Apple’ın yalnızca Siri’yi geliştirmeye odaklanması, hızla büyüyen yapay zekâ pazarını göz ardı etmek anlamına gelir ve bu da uzun vadede rekabet dezavantajı yaratabilir. Modern tarayıcılar, artık sadece bilgi sunan platformlar olmaktan çıktı; aynı zamanda, karmaşık görevleri kullanıcılar adına gerçekleştiren akıllı ajanlara dönüştü. Bu dönüşümde, kullanıcılar, şeffaflık ve kontrolü elinde tutarak, daha otonom ve etkileşimli deneyimler yaşayabiliyor. Perplexity ve Anthropic gibi girişimler, yapay zekânın bu alandaki potansiyelini ortaya koyuyor. Bu nedenle, Apple’ın da bu trende uyum sağlaması ve yapay zekânın sadece bir asistan değil, aynı zamanda güçlü bir web ve görev otomasyon aracı olarak kullanılmasını sağlaması şart. Aksi takdirde, şirket, hızla değişen pazarda geride kalabilir ve kullanıcılarını rakip platformlara kaptırabilir.

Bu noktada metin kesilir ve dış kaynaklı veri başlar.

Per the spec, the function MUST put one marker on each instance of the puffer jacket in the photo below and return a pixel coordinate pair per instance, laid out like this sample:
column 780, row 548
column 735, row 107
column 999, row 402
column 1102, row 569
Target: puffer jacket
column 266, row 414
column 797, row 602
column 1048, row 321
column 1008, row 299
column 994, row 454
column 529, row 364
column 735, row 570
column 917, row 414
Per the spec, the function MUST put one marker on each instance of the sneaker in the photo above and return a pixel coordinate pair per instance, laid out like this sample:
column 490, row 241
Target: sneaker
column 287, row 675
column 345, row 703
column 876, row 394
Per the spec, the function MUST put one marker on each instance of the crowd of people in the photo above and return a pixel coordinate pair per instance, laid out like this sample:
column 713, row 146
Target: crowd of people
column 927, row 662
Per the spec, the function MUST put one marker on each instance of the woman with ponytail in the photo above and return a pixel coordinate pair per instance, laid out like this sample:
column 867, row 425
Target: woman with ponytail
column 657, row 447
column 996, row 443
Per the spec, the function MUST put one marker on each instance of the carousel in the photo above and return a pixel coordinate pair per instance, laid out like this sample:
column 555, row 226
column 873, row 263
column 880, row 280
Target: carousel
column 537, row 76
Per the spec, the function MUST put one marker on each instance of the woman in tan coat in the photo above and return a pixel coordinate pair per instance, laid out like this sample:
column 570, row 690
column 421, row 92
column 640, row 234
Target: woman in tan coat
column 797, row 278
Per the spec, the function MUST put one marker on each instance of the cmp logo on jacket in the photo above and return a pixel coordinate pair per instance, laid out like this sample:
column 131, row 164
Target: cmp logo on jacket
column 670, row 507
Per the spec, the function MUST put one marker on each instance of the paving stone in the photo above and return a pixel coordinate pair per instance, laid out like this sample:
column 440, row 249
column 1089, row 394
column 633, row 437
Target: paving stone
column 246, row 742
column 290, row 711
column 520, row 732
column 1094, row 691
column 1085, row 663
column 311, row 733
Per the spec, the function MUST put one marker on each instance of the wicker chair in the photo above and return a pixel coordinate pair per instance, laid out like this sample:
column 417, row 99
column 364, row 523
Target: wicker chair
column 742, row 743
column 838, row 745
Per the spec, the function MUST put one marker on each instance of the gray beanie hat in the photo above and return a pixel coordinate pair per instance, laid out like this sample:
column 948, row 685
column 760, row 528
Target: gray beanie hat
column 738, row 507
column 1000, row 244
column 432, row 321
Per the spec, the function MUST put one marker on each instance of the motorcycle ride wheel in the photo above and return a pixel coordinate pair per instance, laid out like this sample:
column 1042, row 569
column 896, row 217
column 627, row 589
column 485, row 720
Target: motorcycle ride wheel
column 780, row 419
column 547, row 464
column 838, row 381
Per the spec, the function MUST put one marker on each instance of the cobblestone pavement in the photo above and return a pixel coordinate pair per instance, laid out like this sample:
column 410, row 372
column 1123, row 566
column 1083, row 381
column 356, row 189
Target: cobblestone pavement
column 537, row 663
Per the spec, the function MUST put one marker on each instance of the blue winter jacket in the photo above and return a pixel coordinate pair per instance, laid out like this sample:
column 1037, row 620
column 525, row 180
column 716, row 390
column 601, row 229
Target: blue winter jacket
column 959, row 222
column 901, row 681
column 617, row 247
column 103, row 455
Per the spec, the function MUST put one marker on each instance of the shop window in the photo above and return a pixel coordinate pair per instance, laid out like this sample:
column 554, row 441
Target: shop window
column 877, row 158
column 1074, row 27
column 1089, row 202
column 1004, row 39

Apple, Siri’nin gelişmiş yapay zekâ özellikleriyle güçlendirilmesi kadar, bu teknolojiyi Safari ve diğer temel uygulamalara entegre etmenin de stratejik önemine dikkat çekiyor. Günümüzde, yapay zekâ yalnızca sesli asistan olarak değil, aynı zamanda kullanıcıların gündelik görevlerini kolaylaştıran ve otomatikleştiren bir araç olarak görülüyor. Apple, bu dönüşümde ciddi adımlar atmalı ve yapay zekayı, özellikle Safari’nin temel fonksiyonlarıyla bütünleştirmeli. Böylece, kullanıcılar, daha şeffaf, kontrol edilebilir ve otonom bir web deneyimi yaşayabilir. Özellikle, Perplexity gibi yenilikçi platformların ve araştırmaların, Apple’ın vizyonuna entegre edilmesi, şirketin rekabette öne çıkmasını sağlayabilir. Şirketin önümüzdeki dönemde, Perplexity veya Anthropic gibi önde gelen yapay zekâ girişimlerini satın alıp almama kararı ise, büyük bir stratejik karar olacak. Ancak, kesin olan şu ki, Apple, yapay zekâ alanında sadece bir asistan değil, aynı zamanda çok daha geniş ve entegre bir ekosistem kurma yolunda ilerlemeli.